FK: My father was still in Missoula.

LH: Missoula.

FK: Yeah, yeah.

LH: When did he rejoin the family?

FK: I think he must have join, joined the family just before they were trying to make everybody sign the... the questionnaire with the two loyalty oath questions, because I remember my mother talking about those questions and how my father refused to sign yes to them.
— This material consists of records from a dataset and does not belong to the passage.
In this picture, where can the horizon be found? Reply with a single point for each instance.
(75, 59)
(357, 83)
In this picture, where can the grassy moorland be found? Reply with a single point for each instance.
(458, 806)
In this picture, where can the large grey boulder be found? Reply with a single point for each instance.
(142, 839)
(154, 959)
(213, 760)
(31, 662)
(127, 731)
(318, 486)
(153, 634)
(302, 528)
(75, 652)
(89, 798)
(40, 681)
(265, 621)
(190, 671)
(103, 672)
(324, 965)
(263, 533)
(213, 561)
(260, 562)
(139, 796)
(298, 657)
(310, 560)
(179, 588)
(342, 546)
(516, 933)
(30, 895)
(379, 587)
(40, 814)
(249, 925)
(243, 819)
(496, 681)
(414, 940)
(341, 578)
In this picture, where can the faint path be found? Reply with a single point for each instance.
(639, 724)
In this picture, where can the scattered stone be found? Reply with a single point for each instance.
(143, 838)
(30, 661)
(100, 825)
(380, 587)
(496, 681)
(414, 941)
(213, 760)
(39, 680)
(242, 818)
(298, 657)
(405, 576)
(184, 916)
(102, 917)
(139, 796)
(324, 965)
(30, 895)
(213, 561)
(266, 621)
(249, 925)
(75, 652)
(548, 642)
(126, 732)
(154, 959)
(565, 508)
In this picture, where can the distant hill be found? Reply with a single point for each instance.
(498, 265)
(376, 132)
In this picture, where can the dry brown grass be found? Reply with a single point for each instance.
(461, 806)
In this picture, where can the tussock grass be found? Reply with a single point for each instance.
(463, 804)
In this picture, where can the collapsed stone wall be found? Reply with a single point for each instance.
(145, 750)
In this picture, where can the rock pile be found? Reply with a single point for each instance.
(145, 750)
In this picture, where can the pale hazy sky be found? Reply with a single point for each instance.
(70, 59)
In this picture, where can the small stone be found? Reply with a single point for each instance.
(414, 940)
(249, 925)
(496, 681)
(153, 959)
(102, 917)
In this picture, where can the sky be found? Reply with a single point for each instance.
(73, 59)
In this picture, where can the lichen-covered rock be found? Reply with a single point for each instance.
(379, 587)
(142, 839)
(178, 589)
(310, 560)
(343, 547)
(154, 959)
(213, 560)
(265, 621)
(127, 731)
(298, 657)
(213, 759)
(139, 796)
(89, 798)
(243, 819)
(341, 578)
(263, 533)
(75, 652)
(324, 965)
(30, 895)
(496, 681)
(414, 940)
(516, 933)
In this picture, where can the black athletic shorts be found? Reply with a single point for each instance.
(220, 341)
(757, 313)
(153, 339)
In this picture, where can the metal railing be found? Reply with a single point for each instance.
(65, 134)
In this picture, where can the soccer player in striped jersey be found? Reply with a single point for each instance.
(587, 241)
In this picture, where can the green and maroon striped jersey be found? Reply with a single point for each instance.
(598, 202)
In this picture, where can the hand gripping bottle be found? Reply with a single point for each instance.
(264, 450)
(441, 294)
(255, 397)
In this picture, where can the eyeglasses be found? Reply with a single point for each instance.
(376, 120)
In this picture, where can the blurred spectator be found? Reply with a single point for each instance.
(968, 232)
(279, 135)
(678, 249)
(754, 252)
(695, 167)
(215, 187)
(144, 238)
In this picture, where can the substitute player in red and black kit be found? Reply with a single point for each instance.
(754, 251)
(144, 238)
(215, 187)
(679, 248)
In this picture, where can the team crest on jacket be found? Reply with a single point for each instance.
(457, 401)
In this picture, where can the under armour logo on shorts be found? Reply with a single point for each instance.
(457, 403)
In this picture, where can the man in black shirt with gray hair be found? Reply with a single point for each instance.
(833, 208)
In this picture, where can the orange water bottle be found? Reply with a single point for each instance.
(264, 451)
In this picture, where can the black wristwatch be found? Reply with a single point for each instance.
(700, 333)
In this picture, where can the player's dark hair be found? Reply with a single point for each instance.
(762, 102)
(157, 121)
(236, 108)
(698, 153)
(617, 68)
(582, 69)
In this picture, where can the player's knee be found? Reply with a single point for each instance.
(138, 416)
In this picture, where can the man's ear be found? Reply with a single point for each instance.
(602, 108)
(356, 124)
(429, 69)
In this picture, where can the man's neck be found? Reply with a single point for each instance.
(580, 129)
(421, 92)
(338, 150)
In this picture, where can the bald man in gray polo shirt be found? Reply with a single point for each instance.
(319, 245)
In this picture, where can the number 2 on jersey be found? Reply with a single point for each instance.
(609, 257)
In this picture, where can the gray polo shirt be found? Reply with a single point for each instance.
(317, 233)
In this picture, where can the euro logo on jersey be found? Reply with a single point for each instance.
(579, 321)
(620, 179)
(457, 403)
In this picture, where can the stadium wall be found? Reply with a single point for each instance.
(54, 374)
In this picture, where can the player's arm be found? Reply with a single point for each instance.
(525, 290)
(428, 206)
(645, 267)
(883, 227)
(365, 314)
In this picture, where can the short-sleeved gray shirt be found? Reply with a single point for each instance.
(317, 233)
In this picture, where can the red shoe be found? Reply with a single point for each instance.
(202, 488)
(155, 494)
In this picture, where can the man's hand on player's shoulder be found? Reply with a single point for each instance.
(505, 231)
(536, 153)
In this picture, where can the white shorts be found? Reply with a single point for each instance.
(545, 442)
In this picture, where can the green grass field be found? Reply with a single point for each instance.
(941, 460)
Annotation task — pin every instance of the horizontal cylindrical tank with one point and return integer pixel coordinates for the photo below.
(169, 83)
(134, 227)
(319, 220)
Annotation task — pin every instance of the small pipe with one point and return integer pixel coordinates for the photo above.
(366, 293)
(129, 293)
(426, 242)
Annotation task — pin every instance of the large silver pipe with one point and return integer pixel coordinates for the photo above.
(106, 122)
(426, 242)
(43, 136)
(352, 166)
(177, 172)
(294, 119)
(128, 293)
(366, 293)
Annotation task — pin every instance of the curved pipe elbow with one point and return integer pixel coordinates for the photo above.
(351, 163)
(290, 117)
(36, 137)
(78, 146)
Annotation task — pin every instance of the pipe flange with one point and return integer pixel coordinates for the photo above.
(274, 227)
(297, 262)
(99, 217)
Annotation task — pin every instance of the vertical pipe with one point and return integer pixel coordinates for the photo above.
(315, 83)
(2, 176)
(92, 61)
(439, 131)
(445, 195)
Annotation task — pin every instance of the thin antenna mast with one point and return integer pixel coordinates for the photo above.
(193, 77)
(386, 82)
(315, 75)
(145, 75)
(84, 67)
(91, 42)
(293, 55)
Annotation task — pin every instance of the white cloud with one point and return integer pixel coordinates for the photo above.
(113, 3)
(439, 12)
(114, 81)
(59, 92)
LH: And why would that have been?

FK: Well I've always... literally thought that hard about why he didn't want to sign his. But when I think back on it, I'm thinking, here he was, taken away from his family with probably what he thought was no reason at all. And I, I found the papers where he petitioned to be, get out of Missoula and join us. And I'm thinking he was probably bitter at that time, pretty bitter at that time. Here he was being asked to, if he would be willing to serve in the U.S. Army, and if he would disavow any allegiance to the Emperor of Japan. And, and I'm thinking... now I'm thinking, "If someone threw you into jail unjustly and without giving you hearing or anything... I mean, would you feel good about that? And would you feel good about saying, 'Yeah, I really love my country, and I really love what's going on, and I'm willing to forgive whatever happened to me'?" And I'm thinking, knowing my father and how the type of person he was, he probably wasn't feeling really too good about that. So, he was refusing to sign "yes."
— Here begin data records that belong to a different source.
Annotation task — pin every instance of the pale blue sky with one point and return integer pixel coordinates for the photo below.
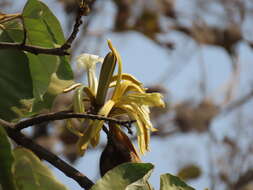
(148, 61)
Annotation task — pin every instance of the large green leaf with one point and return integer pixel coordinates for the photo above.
(15, 78)
(170, 182)
(24, 75)
(6, 162)
(44, 30)
(31, 173)
(123, 176)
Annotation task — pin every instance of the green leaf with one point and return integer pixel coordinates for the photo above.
(44, 30)
(170, 182)
(123, 176)
(15, 78)
(31, 173)
(6, 162)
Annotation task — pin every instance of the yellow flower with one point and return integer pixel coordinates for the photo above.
(128, 98)
(88, 62)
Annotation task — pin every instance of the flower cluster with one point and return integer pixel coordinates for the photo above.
(112, 96)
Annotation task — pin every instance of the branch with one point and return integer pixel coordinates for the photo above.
(42, 153)
(61, 51)
(66, 115)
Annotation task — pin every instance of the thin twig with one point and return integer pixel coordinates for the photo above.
(42, 153)
(66, 115)
(61, 51)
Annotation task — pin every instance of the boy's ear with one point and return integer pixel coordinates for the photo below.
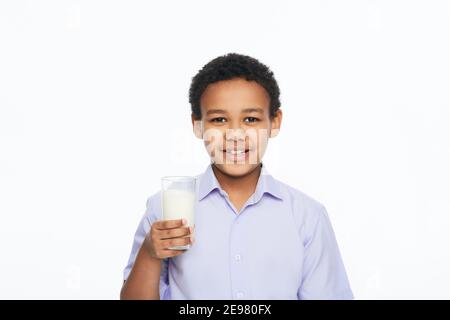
(276, 124)
(197, 127)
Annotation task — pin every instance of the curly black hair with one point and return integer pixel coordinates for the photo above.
(230, 66)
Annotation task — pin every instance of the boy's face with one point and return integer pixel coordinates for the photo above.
(236, 124)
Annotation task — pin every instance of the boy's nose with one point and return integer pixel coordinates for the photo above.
(235, 134)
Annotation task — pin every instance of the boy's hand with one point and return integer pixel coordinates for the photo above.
(165, 234)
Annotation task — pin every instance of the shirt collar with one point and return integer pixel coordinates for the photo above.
(266, 184)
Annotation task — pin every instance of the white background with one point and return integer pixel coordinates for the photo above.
(94, 110)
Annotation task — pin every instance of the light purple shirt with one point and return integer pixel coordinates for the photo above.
(279, 246)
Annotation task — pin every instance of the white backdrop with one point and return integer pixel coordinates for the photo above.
(94, 110)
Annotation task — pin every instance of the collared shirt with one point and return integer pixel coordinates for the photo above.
(280, 245)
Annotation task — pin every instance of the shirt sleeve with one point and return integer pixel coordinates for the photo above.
(324, 275)
(150, 216)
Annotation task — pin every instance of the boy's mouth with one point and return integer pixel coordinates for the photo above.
(235, 154)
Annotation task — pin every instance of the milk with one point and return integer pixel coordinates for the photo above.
(178, 204)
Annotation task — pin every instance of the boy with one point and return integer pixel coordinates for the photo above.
(255, 237)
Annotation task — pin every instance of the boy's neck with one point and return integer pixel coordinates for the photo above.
(243, 185)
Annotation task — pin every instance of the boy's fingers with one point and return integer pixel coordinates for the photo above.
(170, 224)
(165, 244)
(175, 233)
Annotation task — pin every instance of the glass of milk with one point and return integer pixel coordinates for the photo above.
(178, 201)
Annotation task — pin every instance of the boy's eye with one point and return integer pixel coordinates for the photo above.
(219, 119)
(251, 119)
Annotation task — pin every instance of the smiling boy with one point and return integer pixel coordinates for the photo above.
(255, 237)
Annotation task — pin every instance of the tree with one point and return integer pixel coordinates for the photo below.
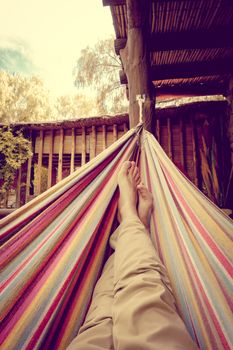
(98, 68)
(23, 99)
(14, 151)
(73, 107)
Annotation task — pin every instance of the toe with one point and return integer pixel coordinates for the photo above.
(125, 167)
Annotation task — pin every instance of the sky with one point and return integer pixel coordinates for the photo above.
(45, 37)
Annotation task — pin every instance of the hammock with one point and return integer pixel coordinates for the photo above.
(53, 249)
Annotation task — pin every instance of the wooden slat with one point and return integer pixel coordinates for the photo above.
(158, 129)
(187, 70)
(186, 40)
(169, 138)
(114, 132)
(104, 136)
(39, 165)
(194, 153)
(93, 142)
(60, 155)
(83, 145)
(18, 191)
(28, 181)
(50, 166)
(72, 150)
(182, 144)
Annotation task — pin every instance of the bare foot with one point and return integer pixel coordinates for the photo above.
(145, 204)
(128, 180)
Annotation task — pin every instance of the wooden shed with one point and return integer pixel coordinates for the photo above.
(181, 126)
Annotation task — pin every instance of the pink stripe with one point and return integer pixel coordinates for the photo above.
(217, 252)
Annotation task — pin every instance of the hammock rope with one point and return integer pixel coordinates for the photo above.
(53, 249)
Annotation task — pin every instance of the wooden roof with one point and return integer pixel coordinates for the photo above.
(191, 42)
(201, 103)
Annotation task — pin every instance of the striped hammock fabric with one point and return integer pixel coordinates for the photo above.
(53, 249)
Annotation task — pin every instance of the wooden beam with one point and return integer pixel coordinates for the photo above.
(18, 191)
(136, 62)
(186, 40)
(83, 145)
(72, 150)
(187, 70)
(39, 164)
(60, 155)
(50, 165)
(158, 130)
(29, 171)
(169, 138)
(93, 142)
(104, 137)
(125, 127)
(190, 88)
(182, 144)
(114, 132)
(194, 144)
(123, 2)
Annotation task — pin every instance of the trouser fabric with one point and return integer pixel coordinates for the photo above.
(132, 305)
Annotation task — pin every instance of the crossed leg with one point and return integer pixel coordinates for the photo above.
(133, 306)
And my mother told me the story of how she pleaded with him to sign yes. She said, "You know, what would you do in Japan?" She knew, at that time, if you didn't sign yes and you couldn't prove you were a citizen that they were going to send you off (to) someplace else and maybe exchange you for Caucasian people that were trapped in Japan. She said, she was saying to him, "What would you do in Japan? You can't write Japanese, you can't read Japanese, you know, what would you do there?" And she, she ended up saying, "I'd rather hang myself than go to Japan." And my dad was so angry with all this frustration that he said, "Go ahead."

LH: Oh my.

FK: So, so and, and she's telling the story, and I'm going oh yeah, oh gee, that, that just, just kind of...

LH: That's quite a threat and quite a reaction.
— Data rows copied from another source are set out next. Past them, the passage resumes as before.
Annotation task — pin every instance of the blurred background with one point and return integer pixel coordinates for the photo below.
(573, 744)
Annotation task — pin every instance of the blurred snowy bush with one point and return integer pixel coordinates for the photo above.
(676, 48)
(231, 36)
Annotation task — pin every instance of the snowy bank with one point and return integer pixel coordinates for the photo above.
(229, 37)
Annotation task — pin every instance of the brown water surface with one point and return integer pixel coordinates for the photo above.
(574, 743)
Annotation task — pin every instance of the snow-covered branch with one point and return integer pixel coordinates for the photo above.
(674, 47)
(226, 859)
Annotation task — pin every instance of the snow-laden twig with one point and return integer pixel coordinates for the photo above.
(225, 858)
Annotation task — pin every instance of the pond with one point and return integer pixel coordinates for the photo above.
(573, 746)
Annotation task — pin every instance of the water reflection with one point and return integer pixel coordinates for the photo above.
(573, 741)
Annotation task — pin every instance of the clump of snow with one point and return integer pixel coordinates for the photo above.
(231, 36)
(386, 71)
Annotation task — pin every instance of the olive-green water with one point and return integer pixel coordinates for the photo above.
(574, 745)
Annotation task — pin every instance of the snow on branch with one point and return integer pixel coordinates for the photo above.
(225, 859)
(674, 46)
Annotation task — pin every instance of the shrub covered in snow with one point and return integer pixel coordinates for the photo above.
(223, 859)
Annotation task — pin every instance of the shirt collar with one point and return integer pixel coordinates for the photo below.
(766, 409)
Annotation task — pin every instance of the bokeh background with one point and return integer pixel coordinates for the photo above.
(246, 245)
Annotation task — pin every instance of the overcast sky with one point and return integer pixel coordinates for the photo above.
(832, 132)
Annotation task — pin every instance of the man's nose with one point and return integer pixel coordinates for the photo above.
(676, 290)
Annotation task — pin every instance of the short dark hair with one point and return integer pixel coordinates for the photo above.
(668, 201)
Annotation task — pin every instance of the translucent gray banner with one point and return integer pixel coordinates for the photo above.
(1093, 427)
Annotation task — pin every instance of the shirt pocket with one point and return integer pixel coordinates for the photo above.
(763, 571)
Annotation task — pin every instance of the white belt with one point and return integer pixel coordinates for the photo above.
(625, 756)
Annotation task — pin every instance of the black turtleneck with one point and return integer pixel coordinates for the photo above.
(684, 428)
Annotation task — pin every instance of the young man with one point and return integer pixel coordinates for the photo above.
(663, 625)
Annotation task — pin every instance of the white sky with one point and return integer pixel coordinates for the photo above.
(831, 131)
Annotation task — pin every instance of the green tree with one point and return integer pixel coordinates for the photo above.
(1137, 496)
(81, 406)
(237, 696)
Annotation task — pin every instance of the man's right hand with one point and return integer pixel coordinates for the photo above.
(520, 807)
FK: Yes. And when I think about it now, I can think of how frustrated my father must have felt about the situation. I think what eventually happened was that... some other people talked my father into signing yes. And I think he thought about what the consequences were going to be, and finally ended up signing yes. So I know, they said that Reverend Andrews from the Baptist Church was one of the people that talked to him and talked him into signing yes. But I feel like if he hadn't signed yes my whole life would be a lot different than it is now. And I probably, I may not even be here, I may be in Japan. So I'm glad he did sign yes, but I'm, I'm beginning more and more to understand why he was so frustrated and not wanting to sign yes.